Duosseus ("two skeletons"): The closest equivalent to vertebrates. First members were fishlike, with calcified plates covering the outside of their bodies and rod-shaped bones supporting the inside. The outer skeleton atrophied mostly in the terrestrial members, but most classes do still have notable remnants, as shown in the small drawing above.

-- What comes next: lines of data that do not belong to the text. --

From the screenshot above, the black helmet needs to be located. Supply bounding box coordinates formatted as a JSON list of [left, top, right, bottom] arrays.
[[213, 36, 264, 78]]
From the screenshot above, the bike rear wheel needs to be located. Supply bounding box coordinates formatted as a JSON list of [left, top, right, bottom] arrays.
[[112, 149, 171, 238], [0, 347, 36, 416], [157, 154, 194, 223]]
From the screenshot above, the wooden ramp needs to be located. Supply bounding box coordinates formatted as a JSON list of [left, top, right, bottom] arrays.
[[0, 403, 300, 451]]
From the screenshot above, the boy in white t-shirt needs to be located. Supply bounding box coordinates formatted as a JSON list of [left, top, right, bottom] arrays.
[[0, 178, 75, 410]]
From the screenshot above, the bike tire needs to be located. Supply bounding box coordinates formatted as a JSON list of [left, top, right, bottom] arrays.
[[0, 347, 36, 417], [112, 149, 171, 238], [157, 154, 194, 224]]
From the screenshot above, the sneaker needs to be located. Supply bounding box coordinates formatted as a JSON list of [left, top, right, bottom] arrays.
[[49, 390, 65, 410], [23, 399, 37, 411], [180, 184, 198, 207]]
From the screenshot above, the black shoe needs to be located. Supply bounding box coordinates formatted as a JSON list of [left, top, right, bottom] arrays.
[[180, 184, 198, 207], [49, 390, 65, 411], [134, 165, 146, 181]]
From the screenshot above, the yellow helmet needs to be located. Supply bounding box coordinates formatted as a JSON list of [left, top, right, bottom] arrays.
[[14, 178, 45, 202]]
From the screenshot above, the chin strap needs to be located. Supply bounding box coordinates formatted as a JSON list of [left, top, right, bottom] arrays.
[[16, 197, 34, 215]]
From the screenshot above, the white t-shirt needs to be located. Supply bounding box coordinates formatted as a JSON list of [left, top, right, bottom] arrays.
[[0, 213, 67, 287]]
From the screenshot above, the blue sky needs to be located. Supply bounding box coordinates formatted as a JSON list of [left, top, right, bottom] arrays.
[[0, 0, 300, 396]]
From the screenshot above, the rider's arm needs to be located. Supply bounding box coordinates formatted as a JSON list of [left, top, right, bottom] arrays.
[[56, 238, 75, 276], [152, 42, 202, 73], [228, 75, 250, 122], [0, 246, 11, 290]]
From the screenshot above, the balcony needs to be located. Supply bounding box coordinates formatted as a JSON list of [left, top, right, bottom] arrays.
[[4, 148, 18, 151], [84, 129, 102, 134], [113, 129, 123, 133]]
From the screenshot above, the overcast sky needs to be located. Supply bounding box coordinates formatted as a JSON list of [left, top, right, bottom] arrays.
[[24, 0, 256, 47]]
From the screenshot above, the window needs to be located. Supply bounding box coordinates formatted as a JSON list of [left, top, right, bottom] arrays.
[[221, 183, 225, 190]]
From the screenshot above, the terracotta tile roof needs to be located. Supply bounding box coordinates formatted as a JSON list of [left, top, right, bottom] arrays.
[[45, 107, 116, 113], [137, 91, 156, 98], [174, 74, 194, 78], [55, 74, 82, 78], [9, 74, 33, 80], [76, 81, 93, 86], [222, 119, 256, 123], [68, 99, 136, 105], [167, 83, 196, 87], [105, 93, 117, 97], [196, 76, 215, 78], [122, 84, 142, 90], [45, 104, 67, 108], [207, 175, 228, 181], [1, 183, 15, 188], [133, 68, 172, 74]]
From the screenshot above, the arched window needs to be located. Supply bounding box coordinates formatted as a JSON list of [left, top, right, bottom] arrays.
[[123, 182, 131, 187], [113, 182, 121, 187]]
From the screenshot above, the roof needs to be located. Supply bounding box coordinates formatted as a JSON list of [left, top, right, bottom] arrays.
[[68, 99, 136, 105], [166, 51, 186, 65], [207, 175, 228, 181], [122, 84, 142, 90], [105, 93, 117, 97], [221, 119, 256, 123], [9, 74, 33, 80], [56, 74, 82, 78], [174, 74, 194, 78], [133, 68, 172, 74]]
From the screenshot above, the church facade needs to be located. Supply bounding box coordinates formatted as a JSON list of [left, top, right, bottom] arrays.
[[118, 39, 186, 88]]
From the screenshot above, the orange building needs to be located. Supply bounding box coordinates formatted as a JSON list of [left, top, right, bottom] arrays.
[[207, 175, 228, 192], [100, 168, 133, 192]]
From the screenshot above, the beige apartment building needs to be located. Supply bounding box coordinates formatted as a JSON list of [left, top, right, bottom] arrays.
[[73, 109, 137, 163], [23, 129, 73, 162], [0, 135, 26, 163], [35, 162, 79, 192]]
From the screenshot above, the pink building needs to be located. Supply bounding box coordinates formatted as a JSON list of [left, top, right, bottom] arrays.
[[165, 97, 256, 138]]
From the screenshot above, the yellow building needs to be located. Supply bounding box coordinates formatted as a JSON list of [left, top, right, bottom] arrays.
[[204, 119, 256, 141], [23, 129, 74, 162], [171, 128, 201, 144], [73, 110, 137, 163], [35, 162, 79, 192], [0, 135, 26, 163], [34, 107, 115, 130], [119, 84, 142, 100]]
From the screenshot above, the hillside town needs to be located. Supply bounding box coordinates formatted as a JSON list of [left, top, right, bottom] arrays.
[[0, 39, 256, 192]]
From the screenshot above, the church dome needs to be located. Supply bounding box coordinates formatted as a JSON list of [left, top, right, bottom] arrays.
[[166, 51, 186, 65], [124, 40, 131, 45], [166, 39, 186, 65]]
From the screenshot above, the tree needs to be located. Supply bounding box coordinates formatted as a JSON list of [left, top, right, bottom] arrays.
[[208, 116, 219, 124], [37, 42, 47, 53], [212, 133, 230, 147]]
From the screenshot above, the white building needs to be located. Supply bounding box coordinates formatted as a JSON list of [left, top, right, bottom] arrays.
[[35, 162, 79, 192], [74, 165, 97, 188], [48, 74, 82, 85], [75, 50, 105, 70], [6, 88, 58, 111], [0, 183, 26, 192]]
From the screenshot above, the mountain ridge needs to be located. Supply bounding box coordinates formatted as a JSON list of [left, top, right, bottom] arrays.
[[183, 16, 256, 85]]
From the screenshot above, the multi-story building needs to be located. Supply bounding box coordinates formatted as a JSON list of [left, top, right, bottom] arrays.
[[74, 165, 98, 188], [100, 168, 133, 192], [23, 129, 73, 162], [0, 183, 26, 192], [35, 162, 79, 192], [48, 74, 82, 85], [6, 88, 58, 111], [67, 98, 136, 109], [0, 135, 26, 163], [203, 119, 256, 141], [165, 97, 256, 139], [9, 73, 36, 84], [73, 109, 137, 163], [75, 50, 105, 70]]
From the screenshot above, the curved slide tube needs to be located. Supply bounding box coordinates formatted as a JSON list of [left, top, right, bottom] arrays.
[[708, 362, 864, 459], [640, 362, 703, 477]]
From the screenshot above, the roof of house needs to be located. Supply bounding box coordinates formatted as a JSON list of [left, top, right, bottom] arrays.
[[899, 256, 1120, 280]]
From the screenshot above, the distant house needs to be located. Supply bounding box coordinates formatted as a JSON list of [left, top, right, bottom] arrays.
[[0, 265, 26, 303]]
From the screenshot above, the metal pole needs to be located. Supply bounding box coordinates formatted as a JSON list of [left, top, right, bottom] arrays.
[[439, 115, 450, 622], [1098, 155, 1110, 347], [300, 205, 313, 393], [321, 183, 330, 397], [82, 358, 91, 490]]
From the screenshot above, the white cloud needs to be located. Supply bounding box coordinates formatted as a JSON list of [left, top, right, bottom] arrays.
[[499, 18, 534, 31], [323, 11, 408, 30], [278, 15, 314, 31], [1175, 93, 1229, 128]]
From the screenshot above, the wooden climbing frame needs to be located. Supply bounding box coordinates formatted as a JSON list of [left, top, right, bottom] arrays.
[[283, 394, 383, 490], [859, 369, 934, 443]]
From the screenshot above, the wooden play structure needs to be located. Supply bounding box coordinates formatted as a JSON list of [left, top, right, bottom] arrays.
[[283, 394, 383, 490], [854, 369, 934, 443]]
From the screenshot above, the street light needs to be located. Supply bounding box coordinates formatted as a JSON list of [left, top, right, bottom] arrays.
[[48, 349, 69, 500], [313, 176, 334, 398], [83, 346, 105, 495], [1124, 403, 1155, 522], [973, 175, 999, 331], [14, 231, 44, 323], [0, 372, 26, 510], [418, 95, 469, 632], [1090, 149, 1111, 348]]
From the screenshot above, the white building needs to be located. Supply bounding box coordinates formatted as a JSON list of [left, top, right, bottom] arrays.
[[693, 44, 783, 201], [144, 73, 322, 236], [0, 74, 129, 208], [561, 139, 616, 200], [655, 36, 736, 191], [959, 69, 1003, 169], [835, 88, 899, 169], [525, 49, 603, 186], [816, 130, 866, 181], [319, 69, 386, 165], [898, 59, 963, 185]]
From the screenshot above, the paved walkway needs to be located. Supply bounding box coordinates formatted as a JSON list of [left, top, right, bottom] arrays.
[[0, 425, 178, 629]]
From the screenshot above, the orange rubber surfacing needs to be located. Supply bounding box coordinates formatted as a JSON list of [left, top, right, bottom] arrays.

Limosus ("muddy, slimy things"): Soft, squishy creatures without much in terms of an internal skeleton, but most groups do have some external armor like their relatives listed above. Can be accurately summarized as "molluscs, but more alieny", though a few members are more like worms or sea stars.
Jocomodivirae (very roughly "funny little guys"): Small velvet worm-esque invertebrates with a thick, leathery pad over their back. A very diverse phylum with many, many members. Definitely not just insects with no exoskeletons.
Planagelattae ("flat jellies"): What if flatworms had three eyes?
Xenigmalus ("strange, mysterious things"): I can't think of a good way of describing these, which is pretty fitting for what they are. Body plans vary wildly here, but are almost always some combination of fins, tentacles, and a big translucent sack. Like the vaxistomans, they usually inhabit deeper waters.
Cornivermia ("horned worms"): Pretty self-explanatory. The flat, hard bits at the fronts of their heads help them dig through softer areas of soil. Some groups use these growths instead as something more akin to pincers, fins, hooks, or shells.
Carniherbae ("meat plants"): You know those animal-fern things from the Ediacaran era? These are just those, but not extinct.
Vivitria ("living glass"): Soft, feathery insides protected by a crystalline silicate shell. Many species in this phylum are colonial, which tend to look like colorful, floating geodes. These colonies often have surprisingly complex sensory capabilities, and some have been found to be about as intelligent as Earth cats.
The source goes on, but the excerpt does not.